The film follows Sook-hee (Kim Tae-ri), a clever young thief, teaming up with Count Fujiwara (Ha Jung-woo), a conman and not a count, teaming up to scam the sheltered Lady Hideko (Kim Min-hee). Sook-hee’s role is originally to pose as a Lady Hideko’s handmaiden in order to push her into marrying the Count, but she soon begins developing feelings for her mark. Saying any more than that would ruin the fun of diving into this winding story yourself.
The film was based on Fingersmith, a book by Sarah Waters. I read it before the film came out and loved it. However, I can definitively say that the movie is better. Changing the setting from Victorian England to a Japanese-occupied Korea adds a new political lens to the story. Not only is the love between women forbidden, but it’s also about love specifically between a Japanese woman and a Korean woman in a time of political turmoil.
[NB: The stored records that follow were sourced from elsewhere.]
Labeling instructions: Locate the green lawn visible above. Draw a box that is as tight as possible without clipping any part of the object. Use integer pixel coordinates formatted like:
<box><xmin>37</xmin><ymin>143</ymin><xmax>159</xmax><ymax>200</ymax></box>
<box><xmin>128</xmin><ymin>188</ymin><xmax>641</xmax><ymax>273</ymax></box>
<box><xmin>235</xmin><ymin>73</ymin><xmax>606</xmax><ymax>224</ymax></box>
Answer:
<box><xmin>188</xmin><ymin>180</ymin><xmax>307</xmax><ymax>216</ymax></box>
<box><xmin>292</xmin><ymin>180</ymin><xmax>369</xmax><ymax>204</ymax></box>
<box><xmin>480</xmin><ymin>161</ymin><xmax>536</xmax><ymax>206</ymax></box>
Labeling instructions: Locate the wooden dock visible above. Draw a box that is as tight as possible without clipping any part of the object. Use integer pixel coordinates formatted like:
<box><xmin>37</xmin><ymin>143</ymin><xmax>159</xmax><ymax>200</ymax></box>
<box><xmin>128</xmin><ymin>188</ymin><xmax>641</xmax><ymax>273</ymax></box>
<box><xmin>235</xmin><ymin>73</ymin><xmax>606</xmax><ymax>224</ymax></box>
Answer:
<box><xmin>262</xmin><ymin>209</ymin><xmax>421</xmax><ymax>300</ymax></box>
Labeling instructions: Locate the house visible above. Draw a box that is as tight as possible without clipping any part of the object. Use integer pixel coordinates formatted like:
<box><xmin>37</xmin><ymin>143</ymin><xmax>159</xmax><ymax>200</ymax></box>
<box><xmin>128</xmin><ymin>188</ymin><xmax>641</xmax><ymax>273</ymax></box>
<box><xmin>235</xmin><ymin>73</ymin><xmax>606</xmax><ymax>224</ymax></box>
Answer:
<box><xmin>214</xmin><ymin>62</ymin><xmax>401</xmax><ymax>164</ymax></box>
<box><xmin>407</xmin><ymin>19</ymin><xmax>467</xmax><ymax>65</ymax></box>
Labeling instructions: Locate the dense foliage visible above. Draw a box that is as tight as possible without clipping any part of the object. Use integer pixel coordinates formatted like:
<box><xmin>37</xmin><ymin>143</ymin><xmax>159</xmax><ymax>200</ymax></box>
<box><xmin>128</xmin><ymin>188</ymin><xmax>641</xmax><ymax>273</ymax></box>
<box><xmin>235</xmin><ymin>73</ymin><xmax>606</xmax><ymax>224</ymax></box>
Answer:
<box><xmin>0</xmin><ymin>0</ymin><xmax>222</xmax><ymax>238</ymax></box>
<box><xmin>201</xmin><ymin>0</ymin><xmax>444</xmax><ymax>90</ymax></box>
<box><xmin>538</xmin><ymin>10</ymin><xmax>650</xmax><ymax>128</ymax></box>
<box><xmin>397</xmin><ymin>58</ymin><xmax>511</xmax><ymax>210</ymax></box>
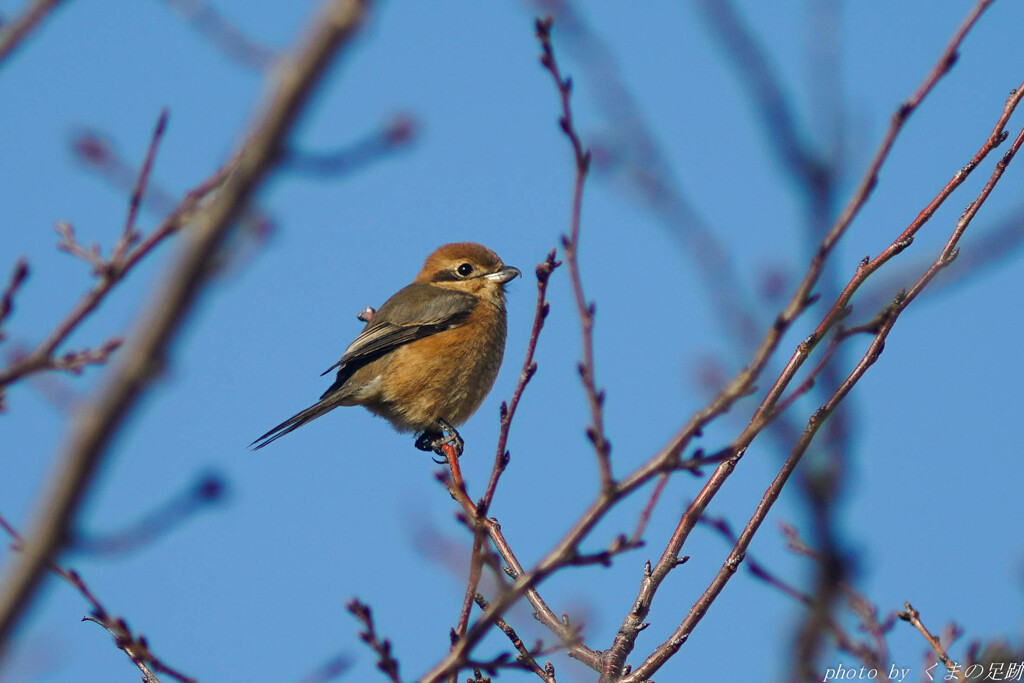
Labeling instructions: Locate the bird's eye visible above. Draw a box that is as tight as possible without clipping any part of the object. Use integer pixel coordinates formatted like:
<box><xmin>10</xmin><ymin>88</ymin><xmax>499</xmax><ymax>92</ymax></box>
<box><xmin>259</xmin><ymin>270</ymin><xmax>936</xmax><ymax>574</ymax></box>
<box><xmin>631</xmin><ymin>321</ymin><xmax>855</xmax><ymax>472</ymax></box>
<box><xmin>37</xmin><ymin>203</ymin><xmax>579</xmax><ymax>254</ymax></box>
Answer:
<box><xmin>457</xmin><ymin>263</ymin><xmax>474</xmax><ymax>277</ymax></box>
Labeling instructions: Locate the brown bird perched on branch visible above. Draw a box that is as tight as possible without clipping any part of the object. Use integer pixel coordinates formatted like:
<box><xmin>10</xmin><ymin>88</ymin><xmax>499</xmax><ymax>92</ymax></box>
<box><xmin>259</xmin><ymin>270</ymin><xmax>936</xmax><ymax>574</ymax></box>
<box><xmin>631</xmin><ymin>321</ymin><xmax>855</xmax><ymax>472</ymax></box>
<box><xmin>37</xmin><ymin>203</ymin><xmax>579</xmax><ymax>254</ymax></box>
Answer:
<box><xmin>251</xmin><ymin>242</ymin><xmax>520</xmax><ymax>455</ymax></box>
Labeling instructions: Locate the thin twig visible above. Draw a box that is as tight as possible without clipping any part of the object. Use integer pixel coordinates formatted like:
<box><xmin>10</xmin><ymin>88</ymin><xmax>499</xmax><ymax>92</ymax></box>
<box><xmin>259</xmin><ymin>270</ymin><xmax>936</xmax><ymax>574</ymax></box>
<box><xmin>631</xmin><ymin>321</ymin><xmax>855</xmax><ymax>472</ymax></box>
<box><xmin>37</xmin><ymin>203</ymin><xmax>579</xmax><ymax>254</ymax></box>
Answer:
<box><xmin>535</xmin><ymin>17</ymin><xmax>612</xmax><ymax>491</ymax></box>
<box><xmin>451</xmin><ymin>529</ymin><xmax>486</xmax><ymax>683</ymax></box>
<box><xmin>112</xmin><ymin>110</ymin><xmax>169</xmax><ymax>266</ymax></box>
<box><xmin>898</xmin><ymin>602</ymin><xmax>966</xmax><ymax>683</ymax></box>
<box><xmin>482</xmin><ymin>249</ymin><xmax>560</xmax><ymax>514</ymax></box>
<box><xmin>0</xmin><ymin>110</ymin><xmax>217</xmax><ymax>391</ymax></box>
<box><xmin>0</xmin><ymin>259</ymin><xmax>30</xmax><ymax>340</ymax></box>
<box><xmin>473</xmin><ymin>594</ymin><xmax>557</xmax><ymax>683</ymax></box>
<box><xmin>347</xmin><ymin>599</ymin><xmax>402</xmax><ymax>683</ymax></box>
<box><xmin>627</xmin><ymin>473</ymin><xmax>668</xmax><ymax>545</ymax></box>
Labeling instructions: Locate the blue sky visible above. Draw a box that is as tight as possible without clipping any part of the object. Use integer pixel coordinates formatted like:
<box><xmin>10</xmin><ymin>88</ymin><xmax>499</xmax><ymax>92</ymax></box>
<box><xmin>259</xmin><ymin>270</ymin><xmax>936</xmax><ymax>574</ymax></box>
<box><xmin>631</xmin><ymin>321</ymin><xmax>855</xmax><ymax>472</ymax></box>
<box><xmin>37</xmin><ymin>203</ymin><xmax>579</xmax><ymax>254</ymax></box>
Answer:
<box><xmin>1</xmin><ymin>1</ymin><xmax>1022</xmax><ymax>681</ymax></box>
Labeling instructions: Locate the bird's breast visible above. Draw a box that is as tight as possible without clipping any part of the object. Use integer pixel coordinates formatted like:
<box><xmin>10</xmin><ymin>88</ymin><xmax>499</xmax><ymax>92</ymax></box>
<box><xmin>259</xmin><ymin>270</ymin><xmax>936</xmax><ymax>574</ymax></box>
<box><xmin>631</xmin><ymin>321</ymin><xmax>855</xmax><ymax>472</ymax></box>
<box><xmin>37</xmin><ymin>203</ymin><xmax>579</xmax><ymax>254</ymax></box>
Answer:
<box><xmin>370</xmin><ymin>303</ymin><xmax>507</xmax><ymax>431</ymax></box>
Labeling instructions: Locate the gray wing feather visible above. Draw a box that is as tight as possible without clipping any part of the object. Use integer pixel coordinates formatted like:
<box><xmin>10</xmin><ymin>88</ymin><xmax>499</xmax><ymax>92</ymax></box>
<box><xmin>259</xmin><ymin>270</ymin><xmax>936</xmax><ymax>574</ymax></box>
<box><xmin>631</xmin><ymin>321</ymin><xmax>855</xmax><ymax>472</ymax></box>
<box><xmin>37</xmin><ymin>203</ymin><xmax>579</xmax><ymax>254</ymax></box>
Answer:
<box><xmin>319</xmin><ymin>284</ymin><xmax>476</xmax><ymax>393</ymax></box>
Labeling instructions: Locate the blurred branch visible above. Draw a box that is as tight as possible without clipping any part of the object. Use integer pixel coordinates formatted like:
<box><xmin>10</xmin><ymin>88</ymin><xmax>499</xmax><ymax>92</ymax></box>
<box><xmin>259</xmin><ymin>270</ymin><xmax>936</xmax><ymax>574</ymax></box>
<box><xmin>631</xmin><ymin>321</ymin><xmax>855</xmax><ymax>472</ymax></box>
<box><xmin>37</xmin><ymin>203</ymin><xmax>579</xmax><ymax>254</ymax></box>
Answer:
<box><xmin>0</xmin><ymin>0</ymin><xmax>67</xmax><ymax>67</ymax></box>
<box><xmin>284</xmin><ymin>114</ymin><xmax>417</xmax><ymax>177</ymax></box>
<box><xmin>693</xmin><ymin>0</ymin><xmax>831</xmax><ymax>194</ymax></box>
<box><xmin>780</xmin><ymin>523</ymin><xmax>896</xmax><ymax>670</ymax></box>
<box><xmin>157</xmin><ymin>0</ymin><xmax>278</xmax><ymax>70</ymax></box>
<box><xmin>0</xmin><ymin>259</ymin><xmax>29</xmax><ymax>343</ymax></box>
<box><xmin>70</xmin><ymin>472</ymin><xmax>226</xmax><ymax>556</ymax></box>
<box><xmin>0</xmin><ymin>0</ymin><xmax>369</xmax><ymax>659</ymax></box>
<box><xmin>0</xmin><ymin>514</ymin><xmax>194</xmax><ymax>683</ymax></box>
<box><xmin>297</xmin><ymin>653</ymin><xmax>353</xmax><ymax>683</ymax></box>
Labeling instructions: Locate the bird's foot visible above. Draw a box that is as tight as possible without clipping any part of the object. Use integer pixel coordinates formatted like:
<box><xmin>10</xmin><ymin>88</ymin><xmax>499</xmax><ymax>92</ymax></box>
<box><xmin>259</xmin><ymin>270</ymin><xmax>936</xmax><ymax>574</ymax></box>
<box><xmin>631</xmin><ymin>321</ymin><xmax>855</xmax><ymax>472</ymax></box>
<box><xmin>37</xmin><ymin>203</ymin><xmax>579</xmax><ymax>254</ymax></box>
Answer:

Plus, Park’s eye for visual detail elevates the film to a whole other level. There are a host of iconic images that come to mind: a tooth and a thimble, a mannequin suspended from the ceiling, a noose hanging from a cherry tree. After watching this film, there will be at least one image that stays with you well after the credits have finished rolling.
The film is structured in a way similar to Gone Girl, in that one story is told and then revealed to not be what it appeared. Neither of the two leads are what they seem to be, so it adds an element of mystery not usually seen in lesbian film. In fact, it’s refreshing to see a movie in which the romance between the two women is not at the forefront, but rather is a well integrated part of a larger thriller. I suppose it would be more accurate to say that this is simply a film with a prominent lesbian couple rather than a strictly lesbian movie.
Park is obviously not a lesbian, but the source material was written by a lesbian woman. The characters are in no way stereotypical, and the sex scenes are stylized, but still romantic. Plus, it has a happy ending. As dark as Park’s films can get, there is no sign of the “bury your gays” trope here.
I cannot recommend this film enough. Just when you think you know how the story will play out, a character will surprise you with a new revelation. There are some vulnerable moments between Lady Hideko and Sook-hee that are so tender, you’ll melt in your seat. If you’re looking for a different kind of lesbian love story this pride month, plug your nose and dive headfirst into The Handmaiden.